La route de l’exil puis les camps d’internement en France où rôde la mort: au Mémorial du camp de Rivesaltes, non loin de la frontière avec l’Espagne, la première rétrospective consacrée au dessinateur antifranquiste Josep Bartoli permet de « réhabiliter » toute une génération d’exilés espagnols « rayée de l’Histoire ».
Pratiquement inconnu en Europe il y a quelques années, cet artiste espagnol engagé (1910-1995) a été révélé au grand public grâce au film Josep, réalisé par le dessinateur de presse Aurel et récompensé en 2021 par le César du meilleur film d’animation.
C’est lors d’une rencontre improbable en 2010, dans un petit salon du livre près de Rivesaltes, qu’Aurel tombe par hasard sur les dessins de Josep Bartoli dans un livre sur la Retirada de son neveu Georges Bartoli.
« Immédiatement il se passe quelque chose: Aurel est ébranlé par ce qu’il découvre », se souvient le neveu de l’artiste et commissaire de l’exposition.
Souffrance des camps
Ces dessins-croquis dépeignent avec un foisonnement de détails l’univers de dénuement, d’humiliations et de souffrances physiques et morales des camps d’internement français où ont été parqués les réfugiés Républicains espagnols fuyant le régime de Franco.

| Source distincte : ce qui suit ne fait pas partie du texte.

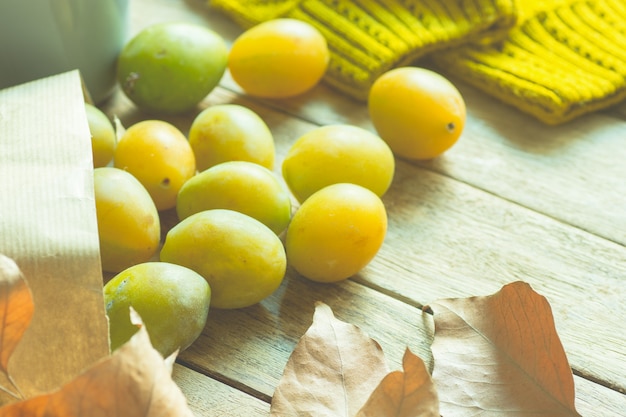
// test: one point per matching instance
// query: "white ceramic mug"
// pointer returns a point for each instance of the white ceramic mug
(39, 38)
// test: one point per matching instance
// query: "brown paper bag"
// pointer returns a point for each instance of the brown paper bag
(48, 226)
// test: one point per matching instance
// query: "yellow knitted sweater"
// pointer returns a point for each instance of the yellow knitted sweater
(564, 59)
(368, 37)
(553, 59)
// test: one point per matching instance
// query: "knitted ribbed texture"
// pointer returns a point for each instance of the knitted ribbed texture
(557, 64)
(368, 37)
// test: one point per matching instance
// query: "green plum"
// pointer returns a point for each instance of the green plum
(170, 67)
(172, 300)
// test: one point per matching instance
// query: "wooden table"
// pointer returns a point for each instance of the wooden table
(512, 200)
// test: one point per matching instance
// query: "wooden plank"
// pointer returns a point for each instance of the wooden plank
(574, 173)
(448, 239)
(252, 345)
(208, 398)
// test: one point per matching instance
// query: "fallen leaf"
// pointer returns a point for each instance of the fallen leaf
(500, 355)
(133, 382)
(16, 313)
(404, 394)
(331, 372)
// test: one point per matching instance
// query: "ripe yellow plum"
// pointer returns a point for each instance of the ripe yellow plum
(159, 156)
(242, 259)
(128, 221)
(279, 58)
(173, 302)
(418, 112)
(241, 186)
(336, 232)
(230, 132)
(102, 136)
(338, 153)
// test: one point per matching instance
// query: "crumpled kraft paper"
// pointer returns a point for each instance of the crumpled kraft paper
(48, 226)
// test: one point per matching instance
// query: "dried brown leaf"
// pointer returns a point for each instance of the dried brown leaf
(500, 355)
(331, 372)
(404, 394)
(16, 313)
(133, 382)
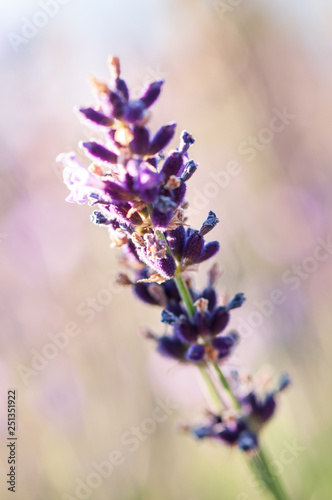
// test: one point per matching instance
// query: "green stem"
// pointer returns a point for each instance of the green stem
(225, 384)
(259, 463)
(213, 391)
(261, 466)
(185, 295)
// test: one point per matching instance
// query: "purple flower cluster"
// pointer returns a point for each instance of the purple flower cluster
(139, 194)
(241, 429)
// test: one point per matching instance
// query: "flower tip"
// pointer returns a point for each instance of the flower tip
(64, 157)
(113, 62)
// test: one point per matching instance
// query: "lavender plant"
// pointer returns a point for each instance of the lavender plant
(140, 195)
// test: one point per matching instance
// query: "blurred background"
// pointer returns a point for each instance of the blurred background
(251, 80)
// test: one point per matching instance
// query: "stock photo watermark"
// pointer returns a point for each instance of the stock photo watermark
(87, 309)
(287, 456)
(31, 26)
(293, 279)
(130, 441)
(253, 144)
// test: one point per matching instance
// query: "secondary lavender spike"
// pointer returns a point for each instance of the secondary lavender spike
(151, 93)
(162, 138)
(97, 152)
(193, 249)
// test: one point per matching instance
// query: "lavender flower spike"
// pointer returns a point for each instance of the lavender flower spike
(141, 200)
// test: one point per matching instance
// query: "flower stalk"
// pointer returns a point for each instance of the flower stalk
(140, 194)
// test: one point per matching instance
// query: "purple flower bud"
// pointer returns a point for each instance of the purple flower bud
(176, 240)
(236, 301)
(178, 194)
(134, 112)
(162, 138)
(220, 319)
(171, 347)
(118, 105)
(168, 317)
(161, 219)
(211, 222)
(209, 294)
(186, 141)
(202, 322)
(122, 88)
(266, 409)
(146, 183)
(120, 211)
(193, 248)
(247, 441)
(95, 117)
(172, 165)
(139, 145)
(99, 218)
(186, 331)
(209, 250)
(151, 93)
(142, 292)
(203, 432)
(225, 344)
(189, 170)
(195, 353)
(165, 267)
(99, 153)
(284, 381)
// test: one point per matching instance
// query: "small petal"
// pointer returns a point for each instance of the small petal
(195, 353)
(168, 317)
(162, 138)
(209, 250)
(99, 153)
(219, 320)
(189, 170)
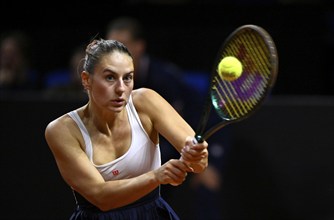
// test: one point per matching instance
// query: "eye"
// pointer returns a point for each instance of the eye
(128, 78)
(110, 78)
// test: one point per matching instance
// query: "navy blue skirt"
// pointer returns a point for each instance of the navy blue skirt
(152, 206)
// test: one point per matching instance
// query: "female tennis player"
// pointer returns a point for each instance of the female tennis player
(108, 151)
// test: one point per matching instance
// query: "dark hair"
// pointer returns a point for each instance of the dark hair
(98, 48)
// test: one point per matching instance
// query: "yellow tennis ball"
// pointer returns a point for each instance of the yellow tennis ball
(229, 68)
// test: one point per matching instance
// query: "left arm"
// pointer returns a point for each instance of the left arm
(158, 115)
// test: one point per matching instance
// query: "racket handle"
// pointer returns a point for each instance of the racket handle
(198, 139)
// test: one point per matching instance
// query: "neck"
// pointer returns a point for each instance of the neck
(102, 120)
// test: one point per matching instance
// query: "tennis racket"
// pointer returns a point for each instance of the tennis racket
(236, 100)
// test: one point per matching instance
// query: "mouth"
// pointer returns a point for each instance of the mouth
(118, 102)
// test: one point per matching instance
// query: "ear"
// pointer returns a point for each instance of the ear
(85, 80)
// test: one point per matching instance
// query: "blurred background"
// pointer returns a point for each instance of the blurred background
(278, 164)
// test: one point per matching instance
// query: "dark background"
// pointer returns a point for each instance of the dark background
(280, 163)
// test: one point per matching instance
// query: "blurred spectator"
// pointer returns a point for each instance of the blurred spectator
(15, 63)
(66, 83)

Quelque 500.000 d’entre eux franchiront la frontière à l’hiver 1939. Josep Bartoli, lui, sera incarcéré dans sept camps différents.
Dans un des dessins intitulé « travaux forcés », des dizaines d’hommes squelettiques creusent la terre, coupent du bois et portent de lourdes charges, tandis que des gendarmes français, obèses, fument des cigares ou font la sieste à l’ombre d’un arbre.
Dans un autre, une femme hurle de désespoir derrière des fils barbelés, avec un petit garçon famélique en guenilles à son côté.
« Ces dessins ont une valeur documentaire exceptionnelle, puisqu’ils ont été fait à chaud, dans les tréfonds des camps, là où il n’y avait pas de photographes », estime Georges Bartoli.
« C’est une vision très réaliste où rien n’est édulcoré: des dessins qui sentent la merde et la mort par moments, qui montrent les latrines, des hommes en train de chier dans une tranchée au milieu de la plage, à qui on jette du pain », décrit le neveu de l’artiste.
Pour Nina Wöhrel, l’organisatrice de l’exposition, ces dessins marquent l’apparition d’un genre nouveau: le reportage graphique, né de l' »urgence de témoigner » de Josep Bartoli.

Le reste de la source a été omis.